Histoire de la folie. De l’Antiquité à nos jours
Il est arrivé quelque chose de singulier à L’histoire de la folie de Michel Foucault. Cet ouvrage singulier, révolutionnaire, profondément stimulant dans sa perspective et son approche, brillantissime dans son écriture, a semblé devenir une relique intouchable, une sorte de saint Suaire de la pensée. Alors que ce texte aura à la fois ouvert un immense domaine, n’aurait-il pas stérilisé toute recherche historique ? Porté au pinacle par des thuriféraires et des hagiographes, il est vu comme l’indépassable monument, ce que Quétel nomme ici « l’évangile selon Foucault ».

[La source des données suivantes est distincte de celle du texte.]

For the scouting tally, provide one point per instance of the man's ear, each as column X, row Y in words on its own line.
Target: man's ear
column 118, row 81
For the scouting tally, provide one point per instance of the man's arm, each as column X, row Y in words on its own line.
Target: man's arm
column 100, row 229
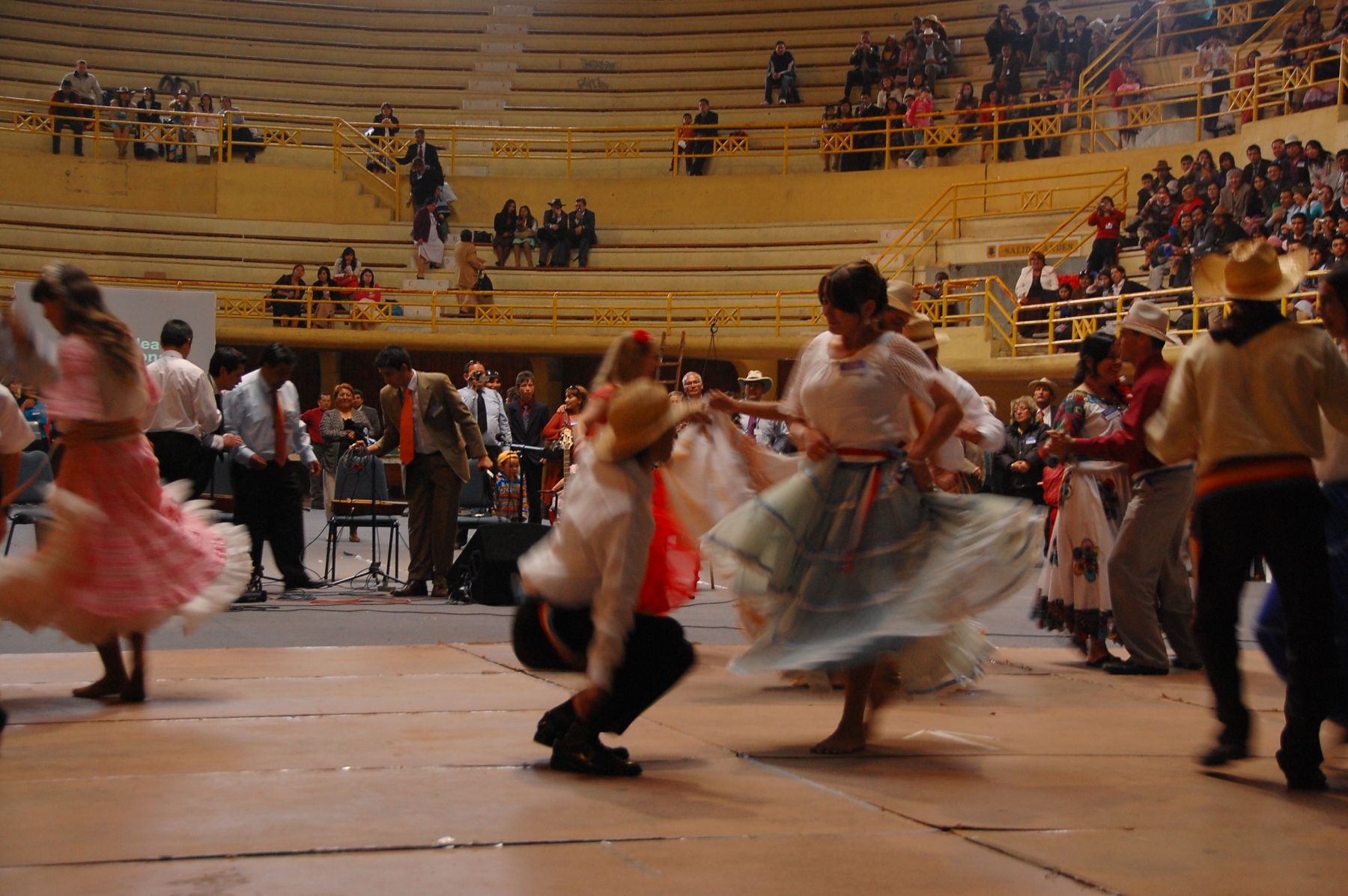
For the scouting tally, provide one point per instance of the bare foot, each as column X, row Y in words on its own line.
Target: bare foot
column 842, row 741
column 106, row 686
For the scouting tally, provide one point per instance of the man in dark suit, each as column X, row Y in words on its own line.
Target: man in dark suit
column 704, row 144
column 580, row 234
column 421, row 150
column 434, row 436
column 527, row 419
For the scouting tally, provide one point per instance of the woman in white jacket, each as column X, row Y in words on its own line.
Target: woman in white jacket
column 1034, row 290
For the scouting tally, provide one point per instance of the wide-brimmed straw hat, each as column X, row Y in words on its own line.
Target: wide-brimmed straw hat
column 1149, row 318
column 640, row 414
column 923, row 332
column 756, row 377
column 1251, row 271
column 901, row 296
column 1045, row 382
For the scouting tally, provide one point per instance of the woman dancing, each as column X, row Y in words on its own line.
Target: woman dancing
column 124, row 554
column 1075, row 582
column 854, row 557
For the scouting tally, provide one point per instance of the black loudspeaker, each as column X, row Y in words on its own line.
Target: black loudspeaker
column 485, row 569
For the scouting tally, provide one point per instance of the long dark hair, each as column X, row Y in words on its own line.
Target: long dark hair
column 1095, row 348
column 87, row 316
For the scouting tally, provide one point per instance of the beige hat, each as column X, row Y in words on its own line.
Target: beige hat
column 1149, row 318
column 756, row 377
column 1251, row 271
column 640, row 414
column 923, row 333
column 901, row 296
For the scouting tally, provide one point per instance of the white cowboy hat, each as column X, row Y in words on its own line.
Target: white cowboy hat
column 901, row 296
column 923, row 333
column 1149, row 318
column 756, row 377
column 1251, row 271
column 638, row 415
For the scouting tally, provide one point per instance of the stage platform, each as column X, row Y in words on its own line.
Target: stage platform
column 409, row 769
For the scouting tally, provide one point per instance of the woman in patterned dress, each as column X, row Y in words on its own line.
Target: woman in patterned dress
column 1075, row 581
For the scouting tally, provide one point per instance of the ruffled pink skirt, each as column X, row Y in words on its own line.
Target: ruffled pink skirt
column 123, row 554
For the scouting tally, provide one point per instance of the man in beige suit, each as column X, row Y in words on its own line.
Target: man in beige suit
column 434, row 436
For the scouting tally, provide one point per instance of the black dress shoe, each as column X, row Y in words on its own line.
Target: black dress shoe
column 1129, row 667
column 557, row 721
column 1223, row 754
column 580, row 751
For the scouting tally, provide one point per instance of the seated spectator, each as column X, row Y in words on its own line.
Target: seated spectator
column 866, row 67
column 470, row 267
column 526, row 231
column 365, row 299
column 505, row 227
column 288, row 305
column 1004, row 33
column 781, row 74
column 67, row 116
column 148, row 116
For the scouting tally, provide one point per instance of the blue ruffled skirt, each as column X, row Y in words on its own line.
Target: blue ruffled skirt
column 824, row 593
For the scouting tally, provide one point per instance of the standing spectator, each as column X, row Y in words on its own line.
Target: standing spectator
column 67, row 116
column 148, row 116
column 705, row 123
column 866, row 67
column 505, row 227
column 580, row 234
column 320, row 493
column 470, row 266
column 781, row 74
column 527, row 419
column 1105, row 220
column 552, row 236
column 1019, row 458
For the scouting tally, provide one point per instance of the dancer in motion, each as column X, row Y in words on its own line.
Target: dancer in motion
column 124, row 554
column 1247, row 402
column 854, row 558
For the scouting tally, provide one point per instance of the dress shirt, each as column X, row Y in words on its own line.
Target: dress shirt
column 596, row 554
column 421, row 442
column 249, row 414
column 1129, row 444
column 15, row 433
column 1260, row 399
column 186, row 397
column 497, row 419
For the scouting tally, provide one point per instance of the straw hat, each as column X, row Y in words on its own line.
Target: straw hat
column 756, row 377
column 640, row 414
column 1251, row 271
column 923, row 333
column 1149, row 318
column 901, row 296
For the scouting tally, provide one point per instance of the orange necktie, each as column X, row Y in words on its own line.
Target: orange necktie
column 406, row 431
column 281, row 454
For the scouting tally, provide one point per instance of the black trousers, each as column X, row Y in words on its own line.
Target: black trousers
column 1284, row 522
column 655, row 658
column 182, row 457
column 269, row 503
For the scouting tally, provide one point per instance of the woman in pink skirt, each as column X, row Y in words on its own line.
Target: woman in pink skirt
column 123, row 554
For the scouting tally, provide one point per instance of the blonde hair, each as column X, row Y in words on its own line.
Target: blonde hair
column 623, row 360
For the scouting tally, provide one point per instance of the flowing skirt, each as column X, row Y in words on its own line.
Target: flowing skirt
column 835, row 591
column 123, row 554
column 1075, row 582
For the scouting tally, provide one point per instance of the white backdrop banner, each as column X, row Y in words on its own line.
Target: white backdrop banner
column 145, row 311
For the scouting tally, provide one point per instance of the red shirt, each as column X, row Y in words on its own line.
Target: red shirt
column 1130, row 445
column 1107, row 224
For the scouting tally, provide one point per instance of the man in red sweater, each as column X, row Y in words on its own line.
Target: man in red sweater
column 1149, row 585
column 1105, row 251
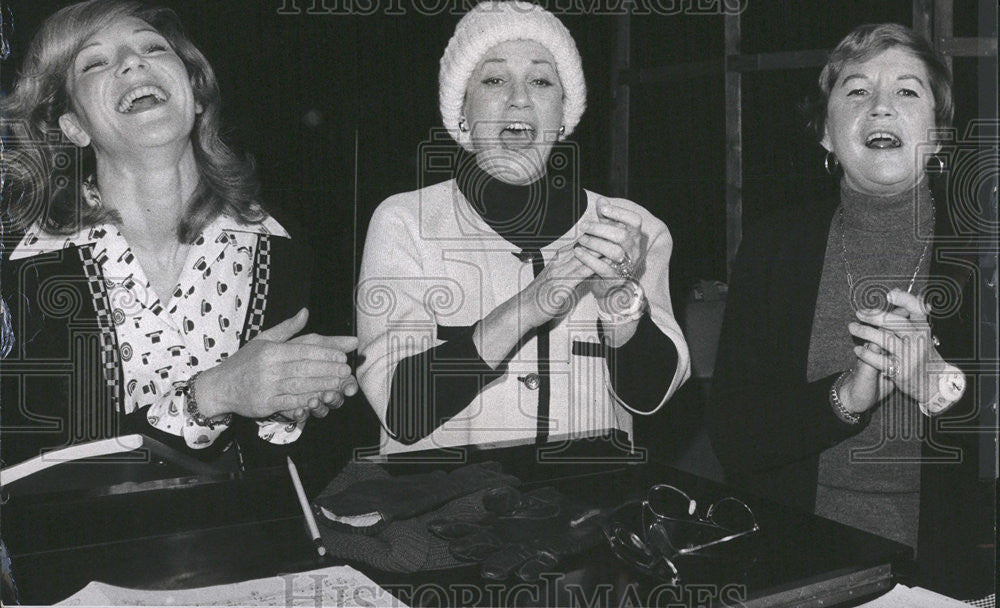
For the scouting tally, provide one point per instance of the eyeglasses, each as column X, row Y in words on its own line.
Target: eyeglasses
column 672, row 527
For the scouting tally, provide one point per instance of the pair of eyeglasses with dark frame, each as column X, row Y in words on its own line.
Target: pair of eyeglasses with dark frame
column 664, row 510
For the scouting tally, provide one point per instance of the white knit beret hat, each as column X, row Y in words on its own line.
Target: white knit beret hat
column 487, row 25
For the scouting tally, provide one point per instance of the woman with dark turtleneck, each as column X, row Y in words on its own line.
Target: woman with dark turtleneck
column 840, row 383
column 508, row 304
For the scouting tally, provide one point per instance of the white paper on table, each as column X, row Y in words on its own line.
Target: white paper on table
column 333, row 586
column 902, row 596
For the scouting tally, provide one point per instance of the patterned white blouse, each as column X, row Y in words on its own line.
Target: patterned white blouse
column 163, row 344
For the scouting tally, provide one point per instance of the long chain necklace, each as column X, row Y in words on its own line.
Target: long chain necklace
column 847, row 267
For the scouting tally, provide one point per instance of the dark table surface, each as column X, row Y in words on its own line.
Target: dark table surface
column 196, row 531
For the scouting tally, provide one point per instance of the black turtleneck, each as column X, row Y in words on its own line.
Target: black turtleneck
column 426, row 392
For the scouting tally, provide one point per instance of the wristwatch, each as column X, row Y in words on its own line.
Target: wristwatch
column 950, row 388
column 191, row 406
column 628, row 303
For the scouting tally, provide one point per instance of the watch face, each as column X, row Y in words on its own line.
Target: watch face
column 627, row 300
column 952, row 385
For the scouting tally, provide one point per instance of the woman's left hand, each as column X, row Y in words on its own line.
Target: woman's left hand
column 906, row 353
column 615, row 238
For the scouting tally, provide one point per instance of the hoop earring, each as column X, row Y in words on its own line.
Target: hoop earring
column 830, row 163
column 939, row 170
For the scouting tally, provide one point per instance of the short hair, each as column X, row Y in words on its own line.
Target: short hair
column 866, row 41
column 49, row 189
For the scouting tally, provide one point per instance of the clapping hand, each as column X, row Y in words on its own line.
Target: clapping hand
column 612, row 248
column 275, row 372
column 905, row 350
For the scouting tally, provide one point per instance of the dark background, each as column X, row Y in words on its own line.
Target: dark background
column 335, row 109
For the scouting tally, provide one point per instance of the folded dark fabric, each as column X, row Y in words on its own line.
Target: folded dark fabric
column 521, row 534
column 395, row 538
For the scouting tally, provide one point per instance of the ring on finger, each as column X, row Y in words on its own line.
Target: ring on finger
column 891, row 371
column 625, row 268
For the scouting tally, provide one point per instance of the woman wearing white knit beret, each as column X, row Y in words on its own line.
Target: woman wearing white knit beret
column 508, row 304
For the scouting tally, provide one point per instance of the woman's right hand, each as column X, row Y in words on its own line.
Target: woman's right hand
column 553, row 292
column 275, row 372
column 863, row 388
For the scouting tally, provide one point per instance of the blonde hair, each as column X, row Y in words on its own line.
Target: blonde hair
column 45, row 187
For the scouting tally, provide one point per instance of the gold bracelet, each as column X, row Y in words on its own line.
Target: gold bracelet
column 191, row 407
column 838, row 406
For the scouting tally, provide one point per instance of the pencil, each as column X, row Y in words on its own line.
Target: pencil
column 310, row 519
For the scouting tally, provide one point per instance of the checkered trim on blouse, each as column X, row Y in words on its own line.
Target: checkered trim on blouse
column 109, row 338
column 261, row 285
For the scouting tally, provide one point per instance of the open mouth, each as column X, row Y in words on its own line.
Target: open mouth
column 882, row 140
column 141, row 98
column 518, row 133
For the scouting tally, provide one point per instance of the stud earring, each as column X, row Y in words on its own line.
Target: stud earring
column 830, row 163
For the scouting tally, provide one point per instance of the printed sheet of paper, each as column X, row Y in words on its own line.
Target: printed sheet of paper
column 902, row 596
column 334, row 586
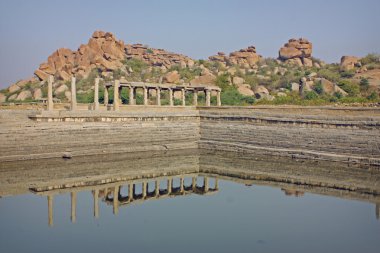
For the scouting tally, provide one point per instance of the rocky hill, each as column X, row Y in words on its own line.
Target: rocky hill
column 245, row 76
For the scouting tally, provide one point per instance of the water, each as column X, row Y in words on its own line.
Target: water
column 229, row 214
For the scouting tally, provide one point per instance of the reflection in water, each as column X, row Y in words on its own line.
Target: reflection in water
column 111, row 193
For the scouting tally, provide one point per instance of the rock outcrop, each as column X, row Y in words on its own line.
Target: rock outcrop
column 104, row 52
column 297, row 52
column 349, row 63
column 246, row 58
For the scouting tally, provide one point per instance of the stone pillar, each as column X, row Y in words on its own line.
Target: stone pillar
column 73, row 207
column 182, row 184
column 145, row 96
column 144, row 185
column 157, row 188
column 171, row 102
column 96, row 203
column 218, row 100
column 73, row 94
column 96, row 94
column 158, row 96
column 205, row 184
column 106, row 99
column 50, row 210
column 50, row 106
column 130, row 192
column 208, row 98
column 194, row 183
column 195, row 98
column 116, row 100
column 116, row 200
column 183, row 97
column 170, row 184
column 131, row 95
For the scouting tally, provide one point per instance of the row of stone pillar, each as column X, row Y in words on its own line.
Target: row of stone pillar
column 132, row 95
column 131, row 194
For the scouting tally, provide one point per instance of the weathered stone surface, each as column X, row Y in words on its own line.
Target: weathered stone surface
column 245, row 58
column 3, row 98
column 37, row 93
column 206, row 79
column 297, row 52
column 237, row 80
column 245, row 89
column 61, row 89
column 24, row 95
column 348, row 62
column 171, row 77
column 13, row 88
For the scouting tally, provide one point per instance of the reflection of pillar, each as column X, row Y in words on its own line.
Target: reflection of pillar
column 208, row 98
column 106, row 99
column 158, row 96
column 73, row 94
column 195, row 98
column 157, row 189
column 194, row 183
column 144, row 186
column 218, row 100
column 96, row 94
column 181, row 184
column 131, row 96
column 183, row 97
column 50, row 210
column 145, row 96
column 73, row 207
column 170, row 184
column 130, row 191
column 205, row 184
column 171, row 102
column 96, row 203
column 116, row 200
column 116, row 100
column 216, row 184
column 50, row 106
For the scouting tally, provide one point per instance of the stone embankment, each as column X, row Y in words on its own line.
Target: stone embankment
column 350, row 135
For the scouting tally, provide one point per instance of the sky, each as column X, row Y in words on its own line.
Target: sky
column 32, row 30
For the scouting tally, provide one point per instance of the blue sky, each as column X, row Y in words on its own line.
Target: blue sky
column 32, row 30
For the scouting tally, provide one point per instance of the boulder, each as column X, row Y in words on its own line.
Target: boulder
column 3, row 98
column 237, row 80
column 37, row 93
column 172, row 77
column 24, row 95
column 348, row 62
column 245, row 89
column 60, row 89
column 297, row 52
column 13, row 88
column 206, row 79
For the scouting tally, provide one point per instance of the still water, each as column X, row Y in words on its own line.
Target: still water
column 227, row 217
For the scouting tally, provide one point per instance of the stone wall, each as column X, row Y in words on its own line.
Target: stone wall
column 349, row 135
column 311, row 133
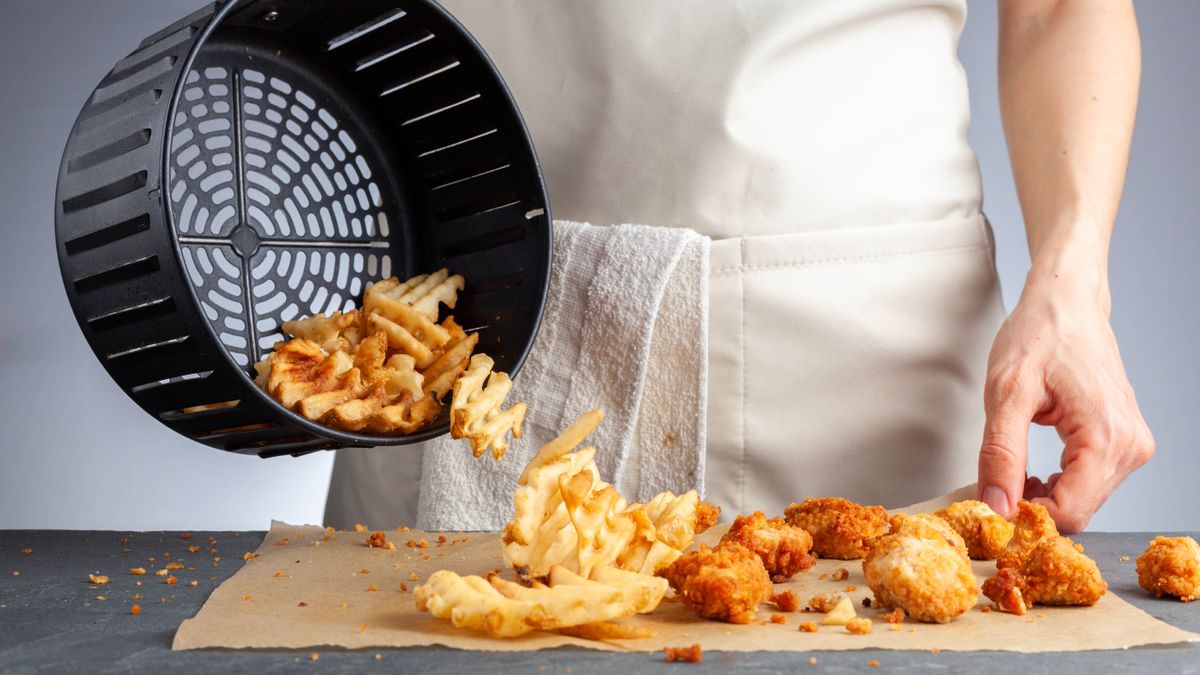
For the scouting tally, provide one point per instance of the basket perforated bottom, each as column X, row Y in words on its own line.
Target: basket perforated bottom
column 283, row 207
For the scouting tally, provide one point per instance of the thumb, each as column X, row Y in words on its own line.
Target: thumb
column 1002, row 455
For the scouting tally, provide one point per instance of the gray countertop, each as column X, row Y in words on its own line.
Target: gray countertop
column 51, row 620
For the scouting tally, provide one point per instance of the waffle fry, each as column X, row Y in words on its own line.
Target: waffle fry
column 565, row 515
column 475, row 411
column 388, row 368
column 505, row 609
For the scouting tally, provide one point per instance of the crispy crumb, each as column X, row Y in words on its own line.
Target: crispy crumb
column 858, row 626
column 823, row 603
column 787, row 601
column 687, row 655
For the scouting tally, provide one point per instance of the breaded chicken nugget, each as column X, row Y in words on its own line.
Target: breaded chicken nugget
column 1171, row 567
column 840, row 529
column 783, row 548
column 928, row 578
column 985, row 532
column 928, row 526
column 726, row 583
column 1055, row 572
column 1031, row 525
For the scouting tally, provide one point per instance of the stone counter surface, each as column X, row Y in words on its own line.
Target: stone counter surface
column 52, row 620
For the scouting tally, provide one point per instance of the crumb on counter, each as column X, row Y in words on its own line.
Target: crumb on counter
column 787, row 601
column 858, row 626
column 688, row 655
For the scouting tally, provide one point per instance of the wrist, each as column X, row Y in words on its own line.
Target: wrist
column 1071, row 266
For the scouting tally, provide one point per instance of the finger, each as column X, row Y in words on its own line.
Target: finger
column 1002, row 455
column 1077, row 493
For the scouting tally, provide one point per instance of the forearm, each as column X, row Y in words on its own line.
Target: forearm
column 1068, row 90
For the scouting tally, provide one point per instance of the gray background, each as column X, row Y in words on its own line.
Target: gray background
column 78, row 454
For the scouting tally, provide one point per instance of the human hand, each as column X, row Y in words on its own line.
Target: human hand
column 1055, row 362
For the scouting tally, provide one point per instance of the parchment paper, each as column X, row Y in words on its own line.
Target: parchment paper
column 331, row 573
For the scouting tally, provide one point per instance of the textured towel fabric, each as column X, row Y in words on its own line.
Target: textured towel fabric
column 625, row 328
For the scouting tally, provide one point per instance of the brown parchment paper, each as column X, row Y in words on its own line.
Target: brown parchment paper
column 331, row 573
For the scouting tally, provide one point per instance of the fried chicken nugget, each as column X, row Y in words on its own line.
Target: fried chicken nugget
column 840, row 529
column 927, row 577
column 928, row 526
column 985, row 532
column 1171, row 567
column 726, row 583
column 1055, row 572
column 1031, row 525
column 783, row 548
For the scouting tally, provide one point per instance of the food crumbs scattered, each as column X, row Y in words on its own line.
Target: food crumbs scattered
column 685, row 655
column 787, row 601
column 858, row 626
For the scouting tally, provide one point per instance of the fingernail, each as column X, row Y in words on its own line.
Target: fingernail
column 996, row 499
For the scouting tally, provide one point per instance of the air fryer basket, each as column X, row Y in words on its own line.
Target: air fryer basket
column 262, row 160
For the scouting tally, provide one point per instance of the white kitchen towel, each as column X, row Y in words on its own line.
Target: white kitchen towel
column 625, row 328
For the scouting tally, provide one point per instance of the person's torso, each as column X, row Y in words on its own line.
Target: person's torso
column 739, row 118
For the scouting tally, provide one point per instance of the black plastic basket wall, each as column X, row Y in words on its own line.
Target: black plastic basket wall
column 262, row 161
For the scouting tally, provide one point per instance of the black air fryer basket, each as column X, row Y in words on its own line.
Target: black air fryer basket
column 259, row 161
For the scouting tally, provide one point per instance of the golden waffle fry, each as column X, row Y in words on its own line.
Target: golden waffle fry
column 475, row 411
column 504, row 609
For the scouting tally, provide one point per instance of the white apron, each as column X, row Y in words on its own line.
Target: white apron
column 823, row 148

Ceci n’est pas propre à Foucault : les œuvres brillantes et originales semblent écraser ceux sur qui elles tombent. Et il est souvent ensuite difficile de déconstruire ces masses de granit, du fait aussi du grégarisme qui souvent caractérise le monde intellectuel. En ce qui concerne Foucault, ceci tient également bien sûr à l’ensemble de l’œuvre, se déployant dans de multiples directions, la prison, la sexualité, les sciences humaines, la gouvernementalité. Au caractère inédit de ces interrogations s’ajoutait la singularité du personnage, homosexuel militant et engagé, et cette période des années post-soixante-huitardes où, selon Lacan lui-même, après le grand déboulonnage, en même temps que se déployaient tant de libérations possibles, on se cherchait un maître.
Foucault avait voulu faire un travail solide lorsqu’il se plongeait, alors qu’il était en Suède, dans un fonds d’archives inexplorées. A l’écart de la communauté des historiens absorbés, du fait de l’hégémonie du marxisme, dans l’histoire économique et sociale, son travail fut pourtant assez bien accueilli et publié dans la collection dirigée par cet autre historien marginal que fut Philippe Ariès. Il aurait pu être la percée rendant possible un commencement, mais la thèse de Foucault devint un mythe scientifique, comme le souligna Marcel Gauchet dans la préface de 2007 de La pratique de l’esprit humain, un ouvrage qui le premier critiqua la thèse de Foucault. Celui-ci faisait du « grand renfermement » de 1632 le geste inaugural d’un partage à la fois institutionnel et philosophique entre folie et déraison qui dominerait l’histoire de l’Occident, ce qui apparaissait comme une surinterprétation, et minorait l’œuvre ultérieure de Pinel, s’adressant au fou avec le traitement moral.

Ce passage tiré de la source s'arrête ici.